Sayangnya pertanyaan itu tak pernah terjawab.
Sebuah kebenaran yang terungkap, membuat hubungan persaudaraan mereka yang indah mulai memudar. Satya berubah menjadi sosok kakak yang dingin dan acuh, bahkan memutuskan meninggalkan Hanin demi menghindarinya.
Apakah Hanin akan menyerah dengan cintanya yang tak berbalas dan memilih laki-laki lain?
Ataukah lebih mengalah dengan mempertahankan hubungan persaudaraan mereka selama ini asalkan tetap bersama dengan Satya?

Karya ini diterbitkan atas izin NovelToon Dwi Asti A, isi konten hanyalah pandangan pribadi pembuatnya, tidak mewakili NovelToon sendiri

Pertama Masuk Sekolah

Satya tak terkejut dengan kehadiran Awan yang selalu ingin terlihat keren di hadapan semua siswa. Namun, reaksi Hanin berbeda dari Satya. Hanin tampak gugup, dan dia meminta Satya untuk segera membawanya pergi.

Hanin merasa tatapan Awan pada dirinya seakan tengah mengejeknya yang hanya gadis cacat. Satya menyadari sikap itu justru merasa kesal.

Tiba di ujung tangga mereka berhenti. Satya mendekat, berjongkok di hadapan Hanin.

“Kau ini kenapa, Hani? Sudah Kak Satya bilang semuanya akan baik-baik saja, ada kakak bersamamu dan kau tidak sendirian,” kata Satya meyakinkan adiknya.

“Kak Satya bisa berbicara seperti itu karena Kakak tidak berada di posisiku. Hani malu, Kak,” balas Hanin.

“Malu? Bahkan ada yang lebih memprihatinkan di luar sana ketimbang dirimu dan mereka tetap percaya diri.”

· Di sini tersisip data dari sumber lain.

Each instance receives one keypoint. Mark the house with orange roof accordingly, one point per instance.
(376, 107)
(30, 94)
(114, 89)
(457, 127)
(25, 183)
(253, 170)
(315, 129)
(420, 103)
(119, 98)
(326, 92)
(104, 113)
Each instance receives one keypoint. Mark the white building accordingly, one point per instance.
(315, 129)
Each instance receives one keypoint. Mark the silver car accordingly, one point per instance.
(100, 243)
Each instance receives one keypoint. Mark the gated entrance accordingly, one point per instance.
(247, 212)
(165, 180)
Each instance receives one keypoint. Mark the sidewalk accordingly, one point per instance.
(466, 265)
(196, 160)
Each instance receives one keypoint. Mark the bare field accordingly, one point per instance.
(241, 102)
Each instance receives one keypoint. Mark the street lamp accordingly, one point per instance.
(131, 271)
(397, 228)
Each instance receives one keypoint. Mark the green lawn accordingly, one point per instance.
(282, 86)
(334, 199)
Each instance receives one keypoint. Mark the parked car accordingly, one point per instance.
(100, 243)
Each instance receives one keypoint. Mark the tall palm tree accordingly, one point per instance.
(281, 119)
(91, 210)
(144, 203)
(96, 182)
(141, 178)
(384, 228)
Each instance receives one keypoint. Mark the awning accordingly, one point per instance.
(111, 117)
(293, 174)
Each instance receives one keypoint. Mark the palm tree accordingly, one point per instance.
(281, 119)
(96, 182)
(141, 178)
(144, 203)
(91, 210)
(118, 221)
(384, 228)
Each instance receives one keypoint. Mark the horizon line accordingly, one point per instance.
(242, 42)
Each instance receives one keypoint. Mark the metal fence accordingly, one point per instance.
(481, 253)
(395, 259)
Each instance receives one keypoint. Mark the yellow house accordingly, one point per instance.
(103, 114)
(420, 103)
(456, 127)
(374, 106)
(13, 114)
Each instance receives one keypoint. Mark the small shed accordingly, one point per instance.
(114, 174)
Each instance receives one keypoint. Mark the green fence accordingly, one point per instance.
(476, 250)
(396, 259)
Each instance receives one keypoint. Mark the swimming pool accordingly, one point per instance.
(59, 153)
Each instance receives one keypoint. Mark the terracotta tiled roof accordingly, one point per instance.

“Siapa, Kak? Mereka mungkin bisa, tapi Hani tidak bisa, Kak! Sebaiknya kita pulang saja.” Hanin bermaksud memutar kursi roda pergi meninggalkan tempat itu. Namun, Satya mencegahnya.

Murid-murid mulai berdatangan mendekat untuk mengetahui dengan jelas keadaan Hanin. Mereka hanya ingin melihat, dan begitu menatap Satya semuanya berlalu pergi tanpa mengatakan apa pun.

“Lihatlah bahkan mereka tidak ingin melihatku apa lagi berbicara denganku,” keluh Hanin.

“Karena mereka murid dari kelas yang tidak kita kenal, apa yang akan mereka katakan?”

“Sebaiknya memang tinggal di rumah saja, Hanin, kau masuk sekolah juga percuma. Anak-anak hanya akan mencemooh keadaanmu.” Sebuah suara dari ujung tangga, membuat Satya dan Hanin menoleh.

Dua dari tiga Geng Rubah. Mereka berdiri dan berbicara dengan angkuh menatap Hanin disertai senyum mengejek.

“Kalian jangan seperti itu, kasihan Satya, dia juga kan teman kita. Sebaiknya kalian turun dan bantu Satya.” Niken, ketua dari Geng Rubah berusaha menunjukkan sikap baik. Sayangnya Satya tak tertarik dengan bantuan Niken yang justru sibuk menempel pada dirinya.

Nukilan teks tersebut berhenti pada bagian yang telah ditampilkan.